In my decades as a skier, something that’s always impressed me is the abundance of nonprofit organizations devoted to the sport. They’re an important part of the industry, with missions ranging from getting kids into the sport, to increasing availability and access, to preserving our rich heritage as skiers and snowboarders. Why, just here in Maine, Winterkids, Ski Maine and the Ski Museum of Maine fill those roles admirably.
Based beyond the borders of our state, there’s a nonprofit with the laudable goal of helping athletes who have suffered a life-altering injury while skiing or snowboarding: The High Fives Foundation. Recently I had the privilege of chatting with the organization’s president and vice president, Roy Tuscany and Adam Baillargeon.
Though they run an organization based on the West Coast, both Baillargeon and Tuscany had deep roots here on the opposite side.
A Saco native, Baillargeon spent his formative years skiing at Sugarloaf and Sunday River. A bout with Synovia cell sarcoma — a particularly nasty form of cancer — at age 17 nearly cost him his life but also put him on a path that eventually led to the High Fives Foundation.

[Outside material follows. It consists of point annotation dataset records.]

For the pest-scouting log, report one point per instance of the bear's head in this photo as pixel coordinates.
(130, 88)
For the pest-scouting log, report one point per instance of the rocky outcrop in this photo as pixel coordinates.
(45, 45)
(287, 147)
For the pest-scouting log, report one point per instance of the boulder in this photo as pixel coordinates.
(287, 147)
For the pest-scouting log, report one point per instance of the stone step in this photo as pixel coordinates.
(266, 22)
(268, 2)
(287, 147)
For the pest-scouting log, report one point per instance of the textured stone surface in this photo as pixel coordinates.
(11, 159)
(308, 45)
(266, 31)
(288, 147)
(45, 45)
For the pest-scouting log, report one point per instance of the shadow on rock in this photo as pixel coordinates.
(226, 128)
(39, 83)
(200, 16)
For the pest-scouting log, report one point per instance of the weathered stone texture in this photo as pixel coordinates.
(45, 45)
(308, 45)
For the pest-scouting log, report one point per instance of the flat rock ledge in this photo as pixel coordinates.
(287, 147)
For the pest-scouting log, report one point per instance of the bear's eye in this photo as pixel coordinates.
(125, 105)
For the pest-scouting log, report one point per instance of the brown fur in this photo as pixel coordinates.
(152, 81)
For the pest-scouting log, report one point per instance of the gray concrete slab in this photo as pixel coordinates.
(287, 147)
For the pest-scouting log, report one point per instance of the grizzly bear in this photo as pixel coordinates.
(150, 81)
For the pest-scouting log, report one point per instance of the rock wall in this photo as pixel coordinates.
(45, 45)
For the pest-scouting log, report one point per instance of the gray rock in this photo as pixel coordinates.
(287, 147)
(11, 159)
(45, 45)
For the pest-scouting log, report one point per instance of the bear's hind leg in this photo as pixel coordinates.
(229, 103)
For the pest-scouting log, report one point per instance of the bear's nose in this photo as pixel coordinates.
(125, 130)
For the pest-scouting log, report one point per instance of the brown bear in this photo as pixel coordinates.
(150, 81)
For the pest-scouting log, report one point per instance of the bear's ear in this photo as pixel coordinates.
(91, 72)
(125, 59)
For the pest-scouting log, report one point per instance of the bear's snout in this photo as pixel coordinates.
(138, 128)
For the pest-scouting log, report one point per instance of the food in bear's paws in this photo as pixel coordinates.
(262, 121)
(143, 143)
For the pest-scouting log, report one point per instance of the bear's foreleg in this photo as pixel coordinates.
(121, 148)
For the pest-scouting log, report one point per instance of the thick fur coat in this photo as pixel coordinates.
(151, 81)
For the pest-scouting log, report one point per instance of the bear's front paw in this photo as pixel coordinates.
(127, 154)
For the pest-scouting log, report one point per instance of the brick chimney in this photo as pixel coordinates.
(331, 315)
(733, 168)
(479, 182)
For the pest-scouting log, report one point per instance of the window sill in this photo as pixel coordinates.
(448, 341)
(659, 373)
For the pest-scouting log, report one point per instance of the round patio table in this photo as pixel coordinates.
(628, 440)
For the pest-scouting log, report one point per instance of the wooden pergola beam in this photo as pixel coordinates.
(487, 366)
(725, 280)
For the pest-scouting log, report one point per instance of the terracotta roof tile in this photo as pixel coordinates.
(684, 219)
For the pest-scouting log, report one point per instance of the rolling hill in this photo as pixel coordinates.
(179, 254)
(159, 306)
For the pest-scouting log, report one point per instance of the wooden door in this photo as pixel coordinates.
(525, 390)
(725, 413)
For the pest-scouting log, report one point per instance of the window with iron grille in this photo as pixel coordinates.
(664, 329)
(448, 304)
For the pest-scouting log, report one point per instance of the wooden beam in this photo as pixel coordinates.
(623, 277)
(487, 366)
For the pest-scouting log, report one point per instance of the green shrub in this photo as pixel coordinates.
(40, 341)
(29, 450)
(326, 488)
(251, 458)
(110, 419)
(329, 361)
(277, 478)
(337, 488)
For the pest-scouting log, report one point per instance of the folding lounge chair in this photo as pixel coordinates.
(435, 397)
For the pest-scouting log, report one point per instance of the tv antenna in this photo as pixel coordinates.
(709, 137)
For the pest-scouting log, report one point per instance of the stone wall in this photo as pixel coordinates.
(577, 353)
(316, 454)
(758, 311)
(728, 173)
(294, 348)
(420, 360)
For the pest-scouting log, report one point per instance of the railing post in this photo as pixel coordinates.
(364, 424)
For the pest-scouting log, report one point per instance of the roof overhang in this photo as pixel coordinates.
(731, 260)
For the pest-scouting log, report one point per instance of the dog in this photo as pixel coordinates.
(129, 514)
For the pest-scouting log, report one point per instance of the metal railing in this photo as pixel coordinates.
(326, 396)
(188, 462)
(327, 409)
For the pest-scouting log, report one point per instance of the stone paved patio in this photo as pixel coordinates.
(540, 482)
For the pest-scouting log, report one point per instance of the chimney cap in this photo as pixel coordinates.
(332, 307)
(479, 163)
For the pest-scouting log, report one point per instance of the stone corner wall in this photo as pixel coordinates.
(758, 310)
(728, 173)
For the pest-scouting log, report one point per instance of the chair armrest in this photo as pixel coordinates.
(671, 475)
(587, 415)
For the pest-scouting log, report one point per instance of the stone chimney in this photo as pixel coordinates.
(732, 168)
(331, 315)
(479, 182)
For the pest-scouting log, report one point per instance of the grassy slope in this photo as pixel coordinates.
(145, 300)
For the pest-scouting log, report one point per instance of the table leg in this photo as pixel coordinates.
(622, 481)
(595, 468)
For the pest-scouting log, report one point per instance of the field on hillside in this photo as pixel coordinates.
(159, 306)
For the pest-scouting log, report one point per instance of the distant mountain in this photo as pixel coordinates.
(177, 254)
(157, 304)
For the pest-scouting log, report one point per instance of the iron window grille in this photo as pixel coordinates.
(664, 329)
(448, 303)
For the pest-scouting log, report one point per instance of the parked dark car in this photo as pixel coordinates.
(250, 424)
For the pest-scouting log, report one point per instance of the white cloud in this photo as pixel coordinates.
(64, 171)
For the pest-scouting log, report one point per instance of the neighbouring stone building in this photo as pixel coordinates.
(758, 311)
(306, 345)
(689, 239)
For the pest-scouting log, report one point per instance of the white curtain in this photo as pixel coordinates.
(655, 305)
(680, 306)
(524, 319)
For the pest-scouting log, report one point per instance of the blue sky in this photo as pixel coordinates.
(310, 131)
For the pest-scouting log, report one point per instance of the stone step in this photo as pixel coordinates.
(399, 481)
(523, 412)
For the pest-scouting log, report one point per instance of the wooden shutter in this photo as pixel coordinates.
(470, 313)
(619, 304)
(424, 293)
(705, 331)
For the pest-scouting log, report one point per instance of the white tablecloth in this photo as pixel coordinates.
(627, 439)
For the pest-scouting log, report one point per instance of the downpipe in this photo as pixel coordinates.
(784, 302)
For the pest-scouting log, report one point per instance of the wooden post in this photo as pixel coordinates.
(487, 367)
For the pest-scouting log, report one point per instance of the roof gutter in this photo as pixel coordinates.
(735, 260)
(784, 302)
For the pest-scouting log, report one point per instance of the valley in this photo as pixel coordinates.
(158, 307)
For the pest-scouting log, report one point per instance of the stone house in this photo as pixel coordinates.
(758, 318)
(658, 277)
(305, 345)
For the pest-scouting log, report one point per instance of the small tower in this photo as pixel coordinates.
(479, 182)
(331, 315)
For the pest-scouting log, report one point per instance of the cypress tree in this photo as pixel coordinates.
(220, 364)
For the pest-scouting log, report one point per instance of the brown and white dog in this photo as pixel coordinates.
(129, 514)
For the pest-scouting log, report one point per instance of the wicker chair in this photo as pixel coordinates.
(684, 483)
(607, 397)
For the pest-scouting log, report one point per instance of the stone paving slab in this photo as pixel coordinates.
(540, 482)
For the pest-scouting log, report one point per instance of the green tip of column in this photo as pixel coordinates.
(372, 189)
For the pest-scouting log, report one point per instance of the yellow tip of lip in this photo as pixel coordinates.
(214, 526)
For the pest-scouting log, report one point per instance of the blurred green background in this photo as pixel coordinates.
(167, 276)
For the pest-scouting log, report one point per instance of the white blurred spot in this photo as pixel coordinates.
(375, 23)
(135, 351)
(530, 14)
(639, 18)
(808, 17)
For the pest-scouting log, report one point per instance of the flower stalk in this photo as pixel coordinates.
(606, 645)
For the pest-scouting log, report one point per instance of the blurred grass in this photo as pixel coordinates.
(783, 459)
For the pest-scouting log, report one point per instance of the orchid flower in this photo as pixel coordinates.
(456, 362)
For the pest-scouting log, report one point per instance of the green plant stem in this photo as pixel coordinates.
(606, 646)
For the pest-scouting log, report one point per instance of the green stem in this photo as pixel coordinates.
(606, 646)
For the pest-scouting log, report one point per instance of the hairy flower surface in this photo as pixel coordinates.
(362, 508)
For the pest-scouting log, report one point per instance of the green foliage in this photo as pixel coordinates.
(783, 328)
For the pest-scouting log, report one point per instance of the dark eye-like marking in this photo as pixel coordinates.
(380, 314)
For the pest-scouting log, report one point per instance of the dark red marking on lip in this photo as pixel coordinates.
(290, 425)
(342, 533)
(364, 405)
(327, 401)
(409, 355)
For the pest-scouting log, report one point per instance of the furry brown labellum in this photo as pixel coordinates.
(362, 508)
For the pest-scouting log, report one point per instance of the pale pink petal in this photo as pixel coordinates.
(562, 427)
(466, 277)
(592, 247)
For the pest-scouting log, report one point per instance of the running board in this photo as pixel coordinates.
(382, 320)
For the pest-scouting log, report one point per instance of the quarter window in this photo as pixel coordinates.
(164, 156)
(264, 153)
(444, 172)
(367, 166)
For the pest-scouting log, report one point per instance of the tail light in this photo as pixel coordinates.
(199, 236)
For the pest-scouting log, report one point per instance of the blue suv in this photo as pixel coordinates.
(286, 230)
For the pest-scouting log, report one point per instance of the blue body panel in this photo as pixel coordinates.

Adam went on to study in the (sadly, now-defunct) Ski Industries program at the University of Maine at Farmington and then to the media studies program at USM. After stints working for the Portland-based N’East Magazine and as marketing coordinator at Sugarloaf, Adam ventured west to Squaw Valley. It’s a mountain he’d fallen in love with years earlier; he’d visited as a Make-A-Wish recipient after recovering from cancer.
Tuscany, a born-and-bred Vermonter, grew up skiing just west of us over at Mad River Glen and Sugarbush. A promising young talent, Tuscany headed to California after graduating from Vermont to coach freestyle skiing and pursue a career as a pro skier. Tragically, Roy overshot a jump at Mammoth Mountain in 2006 and broke his back. While he worked through a long rehabilitation (though he can walk now, Tuscany’s doctors originally suggested he’d never walk again), his co-workers at Sugar Bowl Academy set up a recovery fund, which raised $85,000 to cover Roy’s recovery.
Inspired by the outpouring of support, Tuscany launched the High Fives Foundation in 2009. Based in Truckee, Calif., the nonprofit is “dedicated to raising money and awareness for athletes who have suffered a life-altering injury while pursuing their dream in the winter action sports community.” Baillargeon joined the foundation that year, inspired by the mission and the kindred spirit of Tuscany — after all, he had also experienced the devastation of a life-threatening injury. Adam came on board as marketing manager and is the nonprofit’s vice president.
The High Fives Foundation has three primary programs: the Winter Empowerment Fund, the CR Johnson Healing Center, and the B.A.S.I.C.S. (or Being Aware Safe In Crazy Situations) program.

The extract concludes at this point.